Au cours du mois de juillet, le gouvernement yougoslave fait savoir qu’il a porté le nom d’Hajj Amin sur la liste des criminels de guerre recherchés. Le mufti marque sa surprise devant Poncot et affirme que jamais les musulmans n’ont pris position contre les partisans de Tito et que le massacre était l’œuvre du général Mikhailovitch. La question sera encore abordée lors d’un entretien avec Massignon le 14 août 1945. Le mufti se renseigne auprès de lui pour savoir si la Yougoslavie a précisé les griefs contre lui.
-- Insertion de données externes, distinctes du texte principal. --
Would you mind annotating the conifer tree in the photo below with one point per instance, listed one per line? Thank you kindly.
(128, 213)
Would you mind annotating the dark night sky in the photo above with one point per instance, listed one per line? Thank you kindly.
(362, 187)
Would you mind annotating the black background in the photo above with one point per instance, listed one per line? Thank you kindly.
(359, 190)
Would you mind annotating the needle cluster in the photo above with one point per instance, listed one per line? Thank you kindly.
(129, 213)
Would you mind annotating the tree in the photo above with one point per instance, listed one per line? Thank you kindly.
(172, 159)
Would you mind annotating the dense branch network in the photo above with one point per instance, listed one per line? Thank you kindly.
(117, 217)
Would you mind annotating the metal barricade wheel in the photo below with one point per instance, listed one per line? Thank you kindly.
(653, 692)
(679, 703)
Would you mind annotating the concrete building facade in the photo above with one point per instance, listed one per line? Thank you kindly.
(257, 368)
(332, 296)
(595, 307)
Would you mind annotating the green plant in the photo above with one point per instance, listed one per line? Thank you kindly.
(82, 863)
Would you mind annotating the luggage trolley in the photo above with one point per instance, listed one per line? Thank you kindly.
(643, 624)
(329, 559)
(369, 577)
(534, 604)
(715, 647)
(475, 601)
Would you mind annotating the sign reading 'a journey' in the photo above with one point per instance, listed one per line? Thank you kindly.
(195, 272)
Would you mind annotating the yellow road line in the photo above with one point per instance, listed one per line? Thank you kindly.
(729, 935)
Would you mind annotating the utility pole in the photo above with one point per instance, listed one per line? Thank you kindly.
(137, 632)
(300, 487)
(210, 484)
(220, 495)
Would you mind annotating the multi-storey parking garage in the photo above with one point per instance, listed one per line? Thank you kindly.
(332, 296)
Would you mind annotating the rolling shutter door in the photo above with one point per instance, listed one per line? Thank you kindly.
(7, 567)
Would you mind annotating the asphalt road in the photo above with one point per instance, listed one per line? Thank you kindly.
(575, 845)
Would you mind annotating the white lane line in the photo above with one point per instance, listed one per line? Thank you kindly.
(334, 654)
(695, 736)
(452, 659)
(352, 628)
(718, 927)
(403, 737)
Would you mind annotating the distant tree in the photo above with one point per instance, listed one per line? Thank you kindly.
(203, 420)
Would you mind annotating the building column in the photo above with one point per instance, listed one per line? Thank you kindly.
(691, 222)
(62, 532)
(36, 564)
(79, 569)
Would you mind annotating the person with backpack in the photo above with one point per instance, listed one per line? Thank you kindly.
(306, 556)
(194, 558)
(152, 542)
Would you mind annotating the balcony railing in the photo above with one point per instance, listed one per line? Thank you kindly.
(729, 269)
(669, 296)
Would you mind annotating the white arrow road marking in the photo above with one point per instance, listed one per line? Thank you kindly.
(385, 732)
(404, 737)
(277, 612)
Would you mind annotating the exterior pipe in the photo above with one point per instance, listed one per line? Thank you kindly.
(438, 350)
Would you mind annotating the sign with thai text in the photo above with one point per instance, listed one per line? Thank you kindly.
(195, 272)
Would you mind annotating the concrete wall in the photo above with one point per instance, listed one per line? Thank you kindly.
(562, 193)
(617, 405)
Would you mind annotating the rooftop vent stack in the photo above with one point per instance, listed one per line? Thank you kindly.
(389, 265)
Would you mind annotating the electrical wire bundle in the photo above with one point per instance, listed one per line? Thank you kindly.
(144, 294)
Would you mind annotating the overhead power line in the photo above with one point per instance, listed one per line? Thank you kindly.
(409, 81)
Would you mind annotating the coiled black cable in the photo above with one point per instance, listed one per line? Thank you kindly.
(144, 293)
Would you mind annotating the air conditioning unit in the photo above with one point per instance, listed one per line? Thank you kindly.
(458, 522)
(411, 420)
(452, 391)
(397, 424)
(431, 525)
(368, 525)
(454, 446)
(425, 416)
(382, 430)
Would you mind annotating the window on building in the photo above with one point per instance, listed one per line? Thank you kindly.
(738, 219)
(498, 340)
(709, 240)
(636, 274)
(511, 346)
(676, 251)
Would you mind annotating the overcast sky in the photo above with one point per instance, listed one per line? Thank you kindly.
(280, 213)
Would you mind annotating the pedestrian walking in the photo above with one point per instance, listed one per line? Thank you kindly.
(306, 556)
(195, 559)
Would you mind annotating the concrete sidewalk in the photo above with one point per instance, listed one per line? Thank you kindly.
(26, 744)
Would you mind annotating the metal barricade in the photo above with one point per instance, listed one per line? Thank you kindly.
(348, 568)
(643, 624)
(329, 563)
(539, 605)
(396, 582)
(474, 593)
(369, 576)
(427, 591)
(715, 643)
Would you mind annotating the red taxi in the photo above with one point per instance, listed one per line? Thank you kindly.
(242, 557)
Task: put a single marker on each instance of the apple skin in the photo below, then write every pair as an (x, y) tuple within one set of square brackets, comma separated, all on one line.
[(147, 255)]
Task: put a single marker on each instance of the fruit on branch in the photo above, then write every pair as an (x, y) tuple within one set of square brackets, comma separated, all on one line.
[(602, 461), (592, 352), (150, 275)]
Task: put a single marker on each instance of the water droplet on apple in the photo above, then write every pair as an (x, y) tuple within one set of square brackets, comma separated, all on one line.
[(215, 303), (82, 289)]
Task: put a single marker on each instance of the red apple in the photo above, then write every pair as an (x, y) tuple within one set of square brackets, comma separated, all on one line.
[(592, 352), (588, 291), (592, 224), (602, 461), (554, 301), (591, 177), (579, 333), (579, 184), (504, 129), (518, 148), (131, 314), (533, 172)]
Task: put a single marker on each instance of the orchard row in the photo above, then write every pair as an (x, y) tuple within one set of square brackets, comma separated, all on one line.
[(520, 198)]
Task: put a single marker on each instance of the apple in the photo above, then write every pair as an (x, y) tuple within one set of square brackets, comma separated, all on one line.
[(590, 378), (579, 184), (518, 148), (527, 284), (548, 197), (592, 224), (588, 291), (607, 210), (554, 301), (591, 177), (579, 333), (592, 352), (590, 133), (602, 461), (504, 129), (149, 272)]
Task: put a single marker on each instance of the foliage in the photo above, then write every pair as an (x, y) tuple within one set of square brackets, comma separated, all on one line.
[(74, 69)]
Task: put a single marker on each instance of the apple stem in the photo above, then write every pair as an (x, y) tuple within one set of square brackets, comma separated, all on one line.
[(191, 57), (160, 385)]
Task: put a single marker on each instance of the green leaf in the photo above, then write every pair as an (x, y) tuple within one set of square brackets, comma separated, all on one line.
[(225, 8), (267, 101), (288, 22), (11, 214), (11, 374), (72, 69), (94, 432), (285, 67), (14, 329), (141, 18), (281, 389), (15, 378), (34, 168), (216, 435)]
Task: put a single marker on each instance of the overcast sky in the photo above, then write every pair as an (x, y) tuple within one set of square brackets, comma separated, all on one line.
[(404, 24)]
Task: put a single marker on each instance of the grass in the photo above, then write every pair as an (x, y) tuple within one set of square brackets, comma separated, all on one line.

Massignon remarque que le gouvernement français n’a été informé de la demande yougoslave que par voie de presse et n’a reçu aucune communication officielle à ce sujet.
A la suite de ses demandes, le mufti obtient un assouplissement de ses conditions de détention, qui passent du statut de résidence forcée à celles de liberté surveillée. En octobre, il est transféré dans une villa à Bougival. Les Britanniques demandent par écrit que le Mufti leur soit remis sans délai. Ils appuyent leur décision sur le fait que le mufti est un ressortissant britannique ayant collaboré avec les Allemands. Les Français refusent. Pour les services juridiques du Quai d’Orsay le Grand Mufti ne peut être considéré comme « grand criminel » puisque la liste est close et qu’il s’agit de « ressortissants des puissances européennes de l’Axe », ce qui n’est pas le cas.
Fin 1945 il réaffirme sa volonté de se poser en médiateur entre la France et la Syrie. Il le justifie par la gratitude qu’il a envers la France pour l’avoir à deux reprises accueilli et protégé.
En janvier 1946 la France renforce sa sécurité par peur d’un attentat du groupe stern. La France réaffirme sa position à l’égard du mufti dans une note du ministère des affaires étrangères du 08 avril 1946. Il n’est pas question de l’extrader vers la Grande-Bretagne car il n’est pas inscrit sur la liste des criminels de guerre. Le chef des Frères musulmans, Hassan al-Banna, envoie une lettre de remerciement à l’ambassade de France en Egypte.
Un certain malaise se fait toutefois sentir parmi les autorités françaises. L’ambassadeur de France à Washington fait savoir au Quai d’Orsay que certains dirigeants sionistes, malgré leurs attachements à la France, ne pourrait s’empêcher de répondre aux sentiments d’indignation et de colère qui étreindront la majorité des juifs américains en apprenant que le mufti bénéficie de l’aide du gouvernement français. Cela s’ajoute aux complications des rapports franco-anglais et à la peur de voir la question de Palestine provoquer des répercussions au Maghreb.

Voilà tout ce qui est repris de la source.